For a second, for just the smallest possible space of time, the scientist in him dropped away and the naked human stood there. Raw and needy, desperate to fulfill his mission, desperate to make it back home to a country he’d last seen when he was seven years old. Desperate to come back a winner, a hero, the man who was going to single-handedly place China at the top of the heap for generations and generations.
And he was going to do it not by weaponry that drew blood, not by megatons of explosives, but by the force of the mind, honed and sharpened by decades of study until it was, in and of itself, the finest of weapons.
His goals were so clear he saw them daily, nightly. He saw the steps to get there, the necessary passages, the hurdles to be overcome not with violence but with knowledge.
And it seemed that what stood between him and his worldchanging goal was sitting slumped and beaten in front of him. Lee had been so certain that a man like Lucius Ward would make the perfect test subject. A man who by training and nature w
as a perfect soldier would turn into his perfect soldier by the alchemy of modern biochemistry and yet, and yet . . .

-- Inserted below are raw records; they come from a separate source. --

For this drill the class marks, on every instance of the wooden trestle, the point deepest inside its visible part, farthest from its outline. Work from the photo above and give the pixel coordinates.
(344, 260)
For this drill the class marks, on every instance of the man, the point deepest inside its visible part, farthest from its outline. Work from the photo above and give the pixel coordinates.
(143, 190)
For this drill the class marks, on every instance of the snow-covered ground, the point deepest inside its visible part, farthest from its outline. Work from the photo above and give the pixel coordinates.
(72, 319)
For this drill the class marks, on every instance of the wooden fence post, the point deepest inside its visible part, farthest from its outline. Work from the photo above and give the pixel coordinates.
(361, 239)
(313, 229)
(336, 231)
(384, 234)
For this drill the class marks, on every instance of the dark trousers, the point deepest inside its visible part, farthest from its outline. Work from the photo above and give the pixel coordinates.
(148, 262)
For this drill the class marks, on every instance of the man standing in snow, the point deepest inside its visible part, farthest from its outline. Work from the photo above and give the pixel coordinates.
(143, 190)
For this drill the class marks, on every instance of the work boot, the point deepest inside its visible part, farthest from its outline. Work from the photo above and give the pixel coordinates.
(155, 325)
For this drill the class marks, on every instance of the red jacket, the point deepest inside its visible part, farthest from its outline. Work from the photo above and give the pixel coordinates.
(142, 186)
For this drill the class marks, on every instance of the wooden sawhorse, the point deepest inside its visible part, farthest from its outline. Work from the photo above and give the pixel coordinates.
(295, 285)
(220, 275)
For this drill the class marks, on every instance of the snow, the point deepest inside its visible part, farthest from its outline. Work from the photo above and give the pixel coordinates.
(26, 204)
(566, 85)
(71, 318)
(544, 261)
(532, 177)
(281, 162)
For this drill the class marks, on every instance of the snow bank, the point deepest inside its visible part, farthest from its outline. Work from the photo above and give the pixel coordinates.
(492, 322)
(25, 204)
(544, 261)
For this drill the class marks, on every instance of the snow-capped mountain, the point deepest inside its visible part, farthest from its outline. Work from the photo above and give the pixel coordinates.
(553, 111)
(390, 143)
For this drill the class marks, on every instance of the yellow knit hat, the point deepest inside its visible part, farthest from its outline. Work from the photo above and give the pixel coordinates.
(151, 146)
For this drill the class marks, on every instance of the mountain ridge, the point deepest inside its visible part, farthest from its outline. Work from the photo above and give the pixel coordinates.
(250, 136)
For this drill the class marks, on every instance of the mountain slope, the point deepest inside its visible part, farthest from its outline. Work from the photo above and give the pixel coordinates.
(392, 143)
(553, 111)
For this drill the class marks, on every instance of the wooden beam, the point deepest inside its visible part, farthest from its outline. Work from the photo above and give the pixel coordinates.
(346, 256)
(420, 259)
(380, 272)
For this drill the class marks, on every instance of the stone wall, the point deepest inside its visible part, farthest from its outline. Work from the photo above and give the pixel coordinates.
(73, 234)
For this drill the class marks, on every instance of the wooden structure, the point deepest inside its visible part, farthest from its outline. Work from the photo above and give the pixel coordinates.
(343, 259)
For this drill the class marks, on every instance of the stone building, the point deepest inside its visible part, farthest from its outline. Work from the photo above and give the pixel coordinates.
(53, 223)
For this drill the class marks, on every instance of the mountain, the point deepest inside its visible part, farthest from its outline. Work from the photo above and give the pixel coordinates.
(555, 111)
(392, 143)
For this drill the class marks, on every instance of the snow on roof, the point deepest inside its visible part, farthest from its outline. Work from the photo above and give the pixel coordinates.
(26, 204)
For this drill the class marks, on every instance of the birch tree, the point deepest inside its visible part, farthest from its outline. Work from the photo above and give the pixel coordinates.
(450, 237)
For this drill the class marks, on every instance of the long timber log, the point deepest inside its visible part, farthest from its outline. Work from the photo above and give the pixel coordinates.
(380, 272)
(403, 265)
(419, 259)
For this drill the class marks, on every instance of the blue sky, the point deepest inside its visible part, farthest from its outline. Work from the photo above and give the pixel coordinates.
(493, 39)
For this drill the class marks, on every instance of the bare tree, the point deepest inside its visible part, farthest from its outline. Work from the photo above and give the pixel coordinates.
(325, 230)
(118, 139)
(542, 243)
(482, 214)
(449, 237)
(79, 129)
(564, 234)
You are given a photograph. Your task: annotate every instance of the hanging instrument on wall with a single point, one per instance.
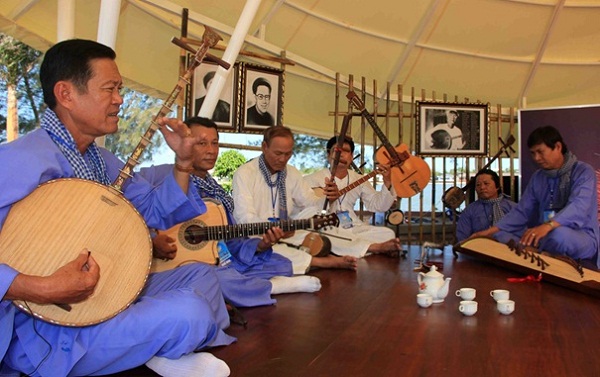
(410, 174)
(559, 270)
(454, 196)
(61, 217)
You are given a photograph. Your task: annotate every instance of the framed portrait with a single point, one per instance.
(225, 114)
(452, 129)
(262, 98)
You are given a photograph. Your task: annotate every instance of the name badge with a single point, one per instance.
(549, 215)
(345, 219)
(224, 254)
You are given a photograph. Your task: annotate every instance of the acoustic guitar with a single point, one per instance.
(320, 193)
(410, 174)
(455, 196)
(196, 239)
(60, 218)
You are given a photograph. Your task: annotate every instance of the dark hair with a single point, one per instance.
(547, 135)
(200, 121)
(276, 131)
(209, 76)
(70, 61)
(333, 141)
(261, 81)
(494, 176)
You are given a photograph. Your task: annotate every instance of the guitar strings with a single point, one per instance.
(34, 324)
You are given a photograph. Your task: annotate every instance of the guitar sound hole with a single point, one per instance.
(193, 234)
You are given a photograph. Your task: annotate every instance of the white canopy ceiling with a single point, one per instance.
(537, 53)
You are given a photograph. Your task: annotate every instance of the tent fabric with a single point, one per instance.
(519, 53)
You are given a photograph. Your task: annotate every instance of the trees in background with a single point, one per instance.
(19, 68)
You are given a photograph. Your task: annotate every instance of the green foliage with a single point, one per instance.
(227, 186)
(137, 113)
(227, 164)
(309, 153)
(19, 68)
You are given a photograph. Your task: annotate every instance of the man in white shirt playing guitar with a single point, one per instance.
(353, 236)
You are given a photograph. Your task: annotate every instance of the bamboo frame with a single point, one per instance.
(500, 125)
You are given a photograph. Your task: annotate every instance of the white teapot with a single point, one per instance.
(434, 284)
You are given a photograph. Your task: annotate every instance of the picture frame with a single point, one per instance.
(452, 129)
(256, 112)
(226, 111)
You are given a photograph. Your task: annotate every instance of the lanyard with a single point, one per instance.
(343, 197)
(553, 183)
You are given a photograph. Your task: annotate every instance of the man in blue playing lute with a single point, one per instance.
(178, 312)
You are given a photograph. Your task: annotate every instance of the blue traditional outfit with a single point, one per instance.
(479, 216)
(569, 195)
(245, 281)
(178, 311)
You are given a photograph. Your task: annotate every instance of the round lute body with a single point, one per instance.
(317, 244)
(53, 224)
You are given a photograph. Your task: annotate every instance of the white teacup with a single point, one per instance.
(466, 293)
(424, 300)
(505, 307)
(468, 307)
(500, 294)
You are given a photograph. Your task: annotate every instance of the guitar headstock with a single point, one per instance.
(356, 102)
(321, 221)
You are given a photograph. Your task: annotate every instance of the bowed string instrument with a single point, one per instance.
(410, 174)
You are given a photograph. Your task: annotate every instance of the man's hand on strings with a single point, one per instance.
(73, 282)
(164, 247)
(331, 190)
(386, 172)
(270, 238)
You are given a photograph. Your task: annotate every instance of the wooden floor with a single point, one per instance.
(316, 321)
(367, 323)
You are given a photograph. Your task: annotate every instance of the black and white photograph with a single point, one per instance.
(451, 129)
(225, 113)
(262, 99)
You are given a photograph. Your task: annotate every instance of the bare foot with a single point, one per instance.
(388, 247)
(333, 261)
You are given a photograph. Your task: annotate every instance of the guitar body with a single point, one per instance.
(191, 247)
(317, 244)
(411, 176)
(53, 224)
(197, 239)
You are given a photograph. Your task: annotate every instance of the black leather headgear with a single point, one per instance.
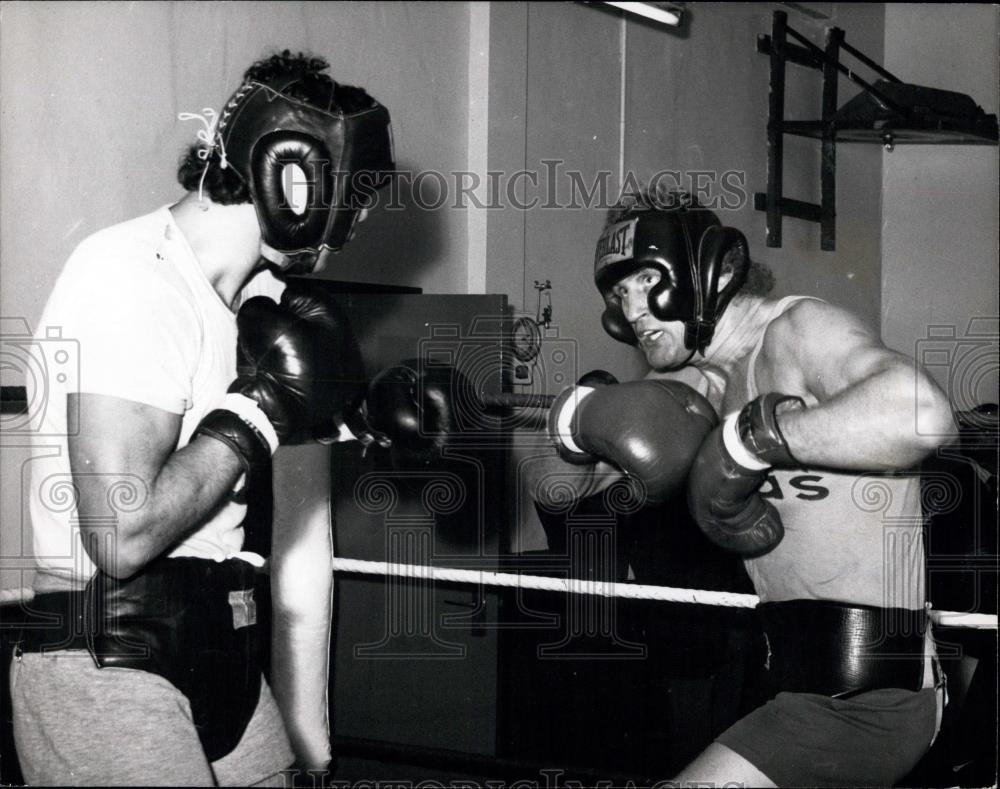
(343, 155)
(687, 244)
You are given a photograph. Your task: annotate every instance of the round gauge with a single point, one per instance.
(526, 338)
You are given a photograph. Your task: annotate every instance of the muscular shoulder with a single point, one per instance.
(812, 322)
(814, 347)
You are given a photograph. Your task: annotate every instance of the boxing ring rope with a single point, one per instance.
(626, 590)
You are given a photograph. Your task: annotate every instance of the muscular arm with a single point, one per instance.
(869, 407)
(123, 464)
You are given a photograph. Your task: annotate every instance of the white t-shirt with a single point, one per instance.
(144, 323)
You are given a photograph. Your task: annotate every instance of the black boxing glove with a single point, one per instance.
(298, 366)
(413, 406)
(729, 469)
(650, 429)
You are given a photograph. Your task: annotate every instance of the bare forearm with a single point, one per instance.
(163, 509)
(889, 421)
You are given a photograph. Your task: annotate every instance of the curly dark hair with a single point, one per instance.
(307, 82)
(760, 278)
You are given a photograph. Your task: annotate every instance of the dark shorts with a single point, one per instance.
(802, 739)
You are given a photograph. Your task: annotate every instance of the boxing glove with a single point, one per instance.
(650, 429)
(728, 470)
(298, 367)
(413, 405)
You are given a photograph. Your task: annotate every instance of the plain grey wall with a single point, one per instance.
(940, 261)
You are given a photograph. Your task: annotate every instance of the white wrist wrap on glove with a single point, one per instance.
(247, 409)
(735, 447)
(564, 419)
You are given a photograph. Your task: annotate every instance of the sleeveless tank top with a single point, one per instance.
(850, 537)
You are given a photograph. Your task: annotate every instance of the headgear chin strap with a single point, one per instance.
(344, 156)
(688, 245)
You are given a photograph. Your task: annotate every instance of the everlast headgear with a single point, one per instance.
(687, 244)
(343, 155)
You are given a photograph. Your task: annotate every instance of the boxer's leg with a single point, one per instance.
(720, 766)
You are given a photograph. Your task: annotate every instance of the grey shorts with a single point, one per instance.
(872, 739)
(75, 724)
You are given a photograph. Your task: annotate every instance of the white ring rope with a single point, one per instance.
(626, 590)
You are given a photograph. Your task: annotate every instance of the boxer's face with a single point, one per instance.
(661, 341)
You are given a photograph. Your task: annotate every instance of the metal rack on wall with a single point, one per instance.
(887, 112)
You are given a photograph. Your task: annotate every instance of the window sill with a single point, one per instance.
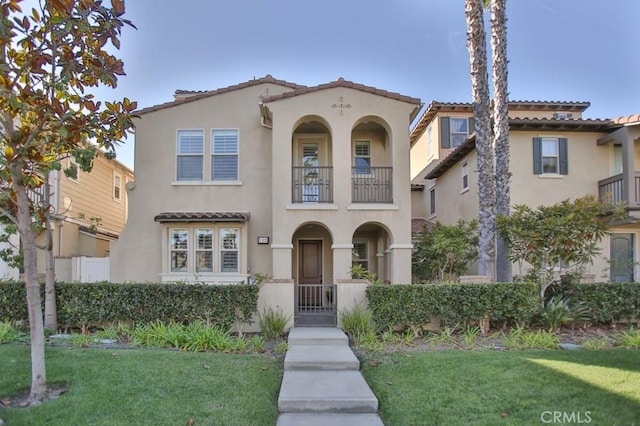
(366, 206)
(206, 183)
(204, 277)
(312, 206)
(551, 176)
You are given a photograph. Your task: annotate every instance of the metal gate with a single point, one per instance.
(315, 305)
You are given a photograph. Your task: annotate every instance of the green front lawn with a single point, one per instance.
(511, 388)
(145, 387)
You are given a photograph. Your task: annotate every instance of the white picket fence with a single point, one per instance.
(82, 269)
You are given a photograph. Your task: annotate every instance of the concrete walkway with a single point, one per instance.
(322, 384)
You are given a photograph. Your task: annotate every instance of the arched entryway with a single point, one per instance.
(371, 242)
(315, 294)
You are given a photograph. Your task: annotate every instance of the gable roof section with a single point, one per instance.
(185, 96)
(341, 82)
(435, 107)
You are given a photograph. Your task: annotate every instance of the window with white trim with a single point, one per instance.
(117, 186)
(229, 249)
(360, 253)
(362, 157)
(429, 142)
(432, 201)
(204, 249)
(459, 131)
(190, 155)
(179, 250)
(465, 175)
(224, 154)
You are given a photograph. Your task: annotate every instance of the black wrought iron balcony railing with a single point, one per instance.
(372, 184)
(615, 189)
(312, 184)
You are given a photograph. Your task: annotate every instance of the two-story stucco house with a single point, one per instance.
(271, 177)
(555, 155)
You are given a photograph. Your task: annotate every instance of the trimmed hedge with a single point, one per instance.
(456, 304)
(91, 304)
(608, 303)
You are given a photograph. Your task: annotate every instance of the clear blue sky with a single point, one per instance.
(568, 50)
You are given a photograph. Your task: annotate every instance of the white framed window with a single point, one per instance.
(360, 253)
(224, 154)
(117, 187)
(204, 249)
(362, 157)
(179, 250)
(190, 155)
(550, 156)
(459, 131)
(430, 152)
(72, 164)
(432, 201)
(465, 176)
(229, 249)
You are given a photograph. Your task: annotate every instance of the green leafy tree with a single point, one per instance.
(445, 250)
(49, 57)
(558, 239)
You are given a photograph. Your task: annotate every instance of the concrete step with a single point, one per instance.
(326, 357)
(332, 419)
(307, 336)
(326, 391)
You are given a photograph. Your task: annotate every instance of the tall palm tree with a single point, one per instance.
(476, 45)
(501, 129)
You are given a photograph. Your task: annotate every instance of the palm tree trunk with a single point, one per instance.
(504, 269)
(476, 44)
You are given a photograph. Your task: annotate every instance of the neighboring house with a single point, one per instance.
(275, 178)
(89, 212)
(555, 154)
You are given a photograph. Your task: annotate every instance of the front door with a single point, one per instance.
(622, 263)
(310, 273)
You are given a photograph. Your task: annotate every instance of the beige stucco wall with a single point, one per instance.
(588, 163)
(138, 254)
(342, 216)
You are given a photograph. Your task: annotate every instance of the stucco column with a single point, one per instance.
(341, 261)
(401, 263)
(281, 255)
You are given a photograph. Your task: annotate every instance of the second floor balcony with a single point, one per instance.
(616, 189)
(315, 184)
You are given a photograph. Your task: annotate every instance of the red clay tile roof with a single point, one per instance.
(195, 95)
(418, 224)
(341, 82)
(436, 107)
(202, 217)
(628, 119)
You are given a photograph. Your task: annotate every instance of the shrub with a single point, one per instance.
(272, 323)
(82, 305)
(629, 339)
(357, 321)
(605, 303)
(457, 304)
(559, 311)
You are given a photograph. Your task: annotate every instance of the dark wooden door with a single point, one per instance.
(622, 261)
(310, 273)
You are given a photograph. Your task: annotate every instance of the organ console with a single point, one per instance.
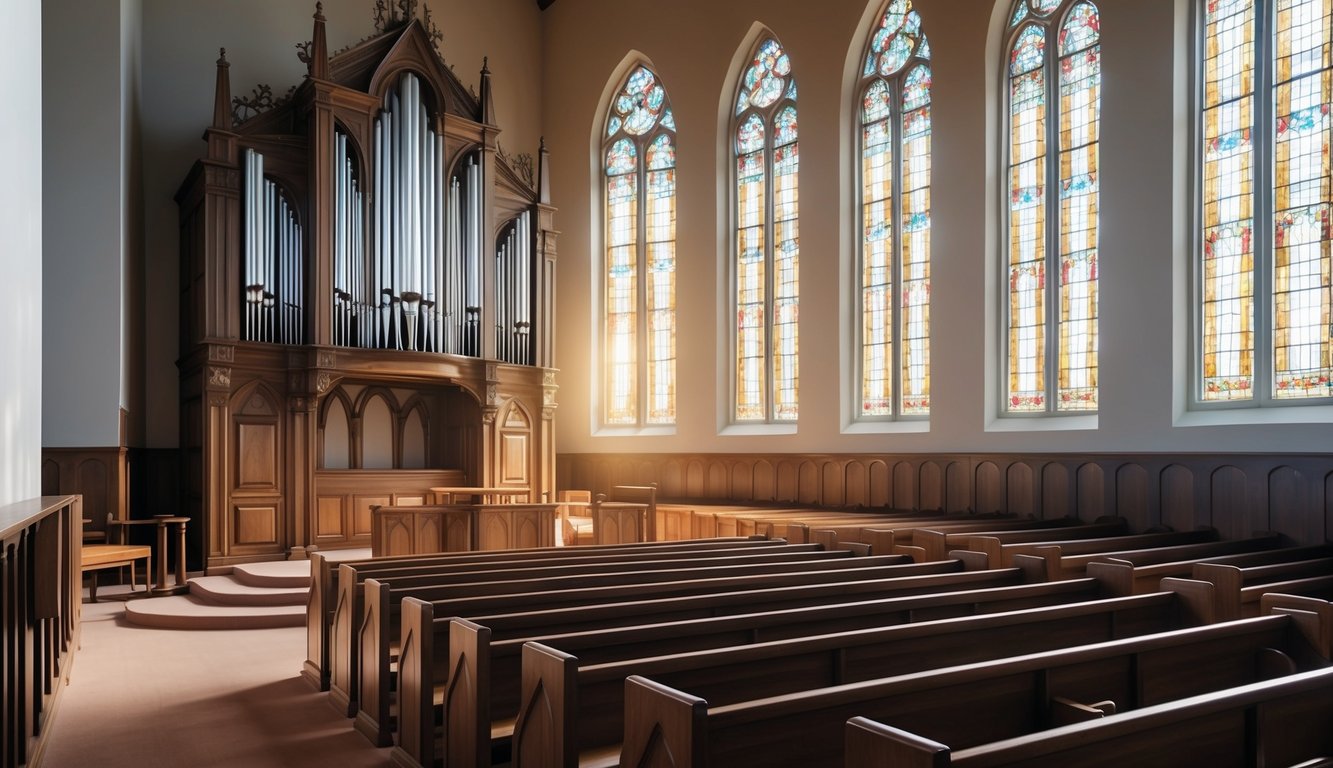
(365, 299)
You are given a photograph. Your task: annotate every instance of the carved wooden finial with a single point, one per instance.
(543, 172)
(317, 66)
(223, 94)
(488, 111)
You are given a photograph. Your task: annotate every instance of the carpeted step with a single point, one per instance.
(281, 574)
(189, 612)
(228, 591)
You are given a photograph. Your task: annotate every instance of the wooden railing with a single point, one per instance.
(40, 602)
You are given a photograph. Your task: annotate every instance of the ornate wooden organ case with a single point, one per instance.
(365, 300)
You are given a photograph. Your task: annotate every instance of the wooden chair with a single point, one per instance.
(575, 528)
(100, 556)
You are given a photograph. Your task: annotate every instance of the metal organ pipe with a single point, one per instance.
(272, 266)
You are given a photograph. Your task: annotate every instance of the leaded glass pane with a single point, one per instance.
(1228, 284)
(1027, 343)
(1080, 100)
(621, 300)
(640, 283)
(1301, 200)
(915, 278)
(765, 78)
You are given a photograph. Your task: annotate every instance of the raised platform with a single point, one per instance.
(255, 595)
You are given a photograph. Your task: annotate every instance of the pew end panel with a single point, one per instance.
(1313, 619)
(416, 688)
(341, 650)
(315, 670)
(467, 703)
(871, 744)
(372, 696)
(541, 736)
(663, 726)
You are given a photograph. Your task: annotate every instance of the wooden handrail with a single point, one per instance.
(40, 543)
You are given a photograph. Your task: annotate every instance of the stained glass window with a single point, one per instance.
(1053, 74)
(895, 268)
(767, 163)
(1265, 258)
(639, 338)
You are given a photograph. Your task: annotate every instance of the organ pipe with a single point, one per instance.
(513, 282)
(272, 267)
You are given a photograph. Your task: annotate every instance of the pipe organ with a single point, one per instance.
(361, 240)
(273, 266)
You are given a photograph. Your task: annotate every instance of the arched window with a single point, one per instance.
(895, 219)
(1264, 260)
(639, 170)
(1051, 251)
(767, 239)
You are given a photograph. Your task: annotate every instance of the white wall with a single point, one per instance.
(20, 254)
(83, 198)
(180, 42)
(1144, 235)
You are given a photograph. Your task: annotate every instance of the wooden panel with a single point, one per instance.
(256, 456)
(1133, 499)
(513, 459)
(1056, 492)
(905, 487)
(1021, 491)
(881, 491)
(1091, 486)
(931, 495)
(1293, 508)
(255, 524)
(329, 516)
(856, 486)
(989, 488)
(361, 506)
(1179, 508)
(1229, 502)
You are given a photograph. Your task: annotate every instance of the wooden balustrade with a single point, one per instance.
(40, 602)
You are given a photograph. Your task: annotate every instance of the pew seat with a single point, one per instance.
(100, 556)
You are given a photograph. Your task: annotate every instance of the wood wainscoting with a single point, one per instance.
(99, 475)
(1237, 494)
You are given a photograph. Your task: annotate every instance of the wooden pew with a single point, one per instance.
(1060, 563)
(477, 667)
(1000, 552)
(1281, 722)
(321, 604)
(587, 696)
(935, 544)
(487, 576)
(964, 706)
(369, 688)
(1240, 588)
(1137, 574)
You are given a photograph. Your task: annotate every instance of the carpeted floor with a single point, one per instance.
(160, 698)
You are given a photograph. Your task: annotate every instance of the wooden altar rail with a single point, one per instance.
(40, 596)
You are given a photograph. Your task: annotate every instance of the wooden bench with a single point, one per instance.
(477, 668)
(935, 544)
(321, 604)
(369, 684)
(483, 578)
(585, 696)
(1281, 722)
(1240, 588)
(1060, 563)
(963, 706)
(1001, 552)
(99, 556)
(1135, 574)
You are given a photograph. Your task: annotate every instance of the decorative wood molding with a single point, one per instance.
(1237, 494)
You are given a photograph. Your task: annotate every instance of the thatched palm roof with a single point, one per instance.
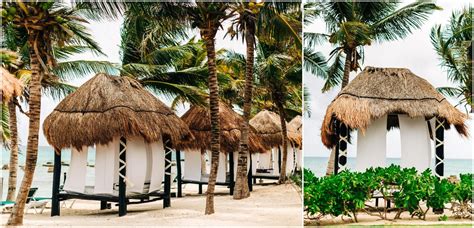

Nine had blocked him every step of the way. Lee was a year behind schedule. Even that lump of obtuse protoplasm of Clancy was able to excoriate him, a man who to all intents and purposes was barely sentient in Lee’s book.
Captain Ward. It was all his fault.
Well Captain Ward was over. Usefulness gone, he was now merely an obstacle to remove. But not before making him suffer. His last thoughts on this earth would be of pain and defeat.
“Your men are here,” he hissed.
Ward—no, Nine!—blinked. The frontal cortex flickered. Nine’s face was impassive—there wasn’t enough cognitive function to fine-tune the facial muscles—but the message was getting through.
“Your men have been here all along. Six survived the fire that night at the Cambridge lab. I have them, everyone except McEnroe, Ross and Ryan. They’re in hiding, on the run, accused of treason. I have no idea how they have evaded every single law enforcement agency in the country, but they can’t last forever. The rest of your team, Romero, Lundquist, Pelton—they’re here. Except they are Patients Twenty-Seven, Twenty-Eight, Twenty-Nine. They don’t remember their own names. They’ve been here all along, right here, underground. And if you think we’ve put you through the wringer, you should see the shape they are in. Your men, the men you failed to protect.”
If this had been an old-time cartoon, Lee reflected, smoke would be coming out of Nine’s ears as his brain melted. The EEG looked like the tracing of an earthquake. It was very possible there was subdural bleeding.